Cystatin C levels predict cardiovascular events in patients with stable CHF. However, cystatin C levels are not correlated with parameters of cardiac function, including the LVEF. 22 In our study, cystatin C levels were correlated with NT-proBNP levels in euvolemic patients with stable CHF, and they were associated with parameters of kidney function and bilirubin levels in multivariable regression analysis. Previous studies have investigated the role of cystatin C in a broad unselected HF population with different degrees of volume status and congestion, including patients with acute decompensated HF. 23
MMPs and TIMPs are involved in cardiac remodeling. MMP levels are lower and TIMP levels are higher in patients with HF than in healthy control subjects.38,39 TIMP levels have not been tested as a marker of the severity of HF. In our study, TIMP levels were correlated with NT-proBNP l, GDF-15, and sST2 levels. TIMP levels were also associated with urea in multivariable regression analysis, but the model was not significant. Ceruloplasmin is a marker of inflammation. Ceruloplasmin levels have been shown to be correlated with NT-proBNP levels in patients with CHF, 25 which is consistent with our study.

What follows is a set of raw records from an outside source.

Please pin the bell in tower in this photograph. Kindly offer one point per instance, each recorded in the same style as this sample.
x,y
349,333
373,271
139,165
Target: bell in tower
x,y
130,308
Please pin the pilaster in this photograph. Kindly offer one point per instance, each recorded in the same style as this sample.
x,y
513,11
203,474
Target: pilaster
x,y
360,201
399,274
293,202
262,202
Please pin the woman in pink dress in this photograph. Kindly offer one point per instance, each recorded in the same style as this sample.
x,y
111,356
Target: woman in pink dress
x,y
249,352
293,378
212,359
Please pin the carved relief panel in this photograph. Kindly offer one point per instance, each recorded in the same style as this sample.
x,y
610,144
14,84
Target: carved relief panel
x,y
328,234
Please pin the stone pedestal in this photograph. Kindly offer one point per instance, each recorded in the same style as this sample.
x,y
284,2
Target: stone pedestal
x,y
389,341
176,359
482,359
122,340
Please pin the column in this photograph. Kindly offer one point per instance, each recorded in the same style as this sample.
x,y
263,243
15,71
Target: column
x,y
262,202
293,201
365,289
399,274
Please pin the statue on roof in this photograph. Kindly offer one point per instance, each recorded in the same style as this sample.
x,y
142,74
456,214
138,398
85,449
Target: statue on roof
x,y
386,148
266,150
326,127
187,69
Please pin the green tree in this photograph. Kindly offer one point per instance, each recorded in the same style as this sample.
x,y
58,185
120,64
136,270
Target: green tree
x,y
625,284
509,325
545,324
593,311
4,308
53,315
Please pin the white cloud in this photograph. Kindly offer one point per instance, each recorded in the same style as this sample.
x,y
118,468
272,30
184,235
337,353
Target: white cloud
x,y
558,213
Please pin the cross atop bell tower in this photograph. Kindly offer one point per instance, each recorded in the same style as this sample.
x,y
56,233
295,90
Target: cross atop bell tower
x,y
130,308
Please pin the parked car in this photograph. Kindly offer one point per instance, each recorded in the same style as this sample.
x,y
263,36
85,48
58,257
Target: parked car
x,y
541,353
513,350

Biomarkers of cardiac remodeling, myofibrosis, and inflammation in addition to natriuretic peptides have been implicated in HF. The strongest evidence has been reported for biomarkers of myofibrosis, including sST2 and galectin-2. Levels of sST2 and galectin-2 are predictive for mortality and morbidity and have additive prognostic value when assessed together with natriuretic peptides.40,41 However, the role of these biomarkers in assessing disease severity in euvolemic patients with CHF is limited. NT-proBNP levels remain the main parameter for assessing severity of HF in patients with stable CHF. Among others, GDF-15 and cystatin C are promising biomarkers for HF.
Conclusion
In addition to NT-proBNP, GDF-15 and cystatin C are promising biomarkers for establishing the severity of the disease in euvolemic patients with stable CHF.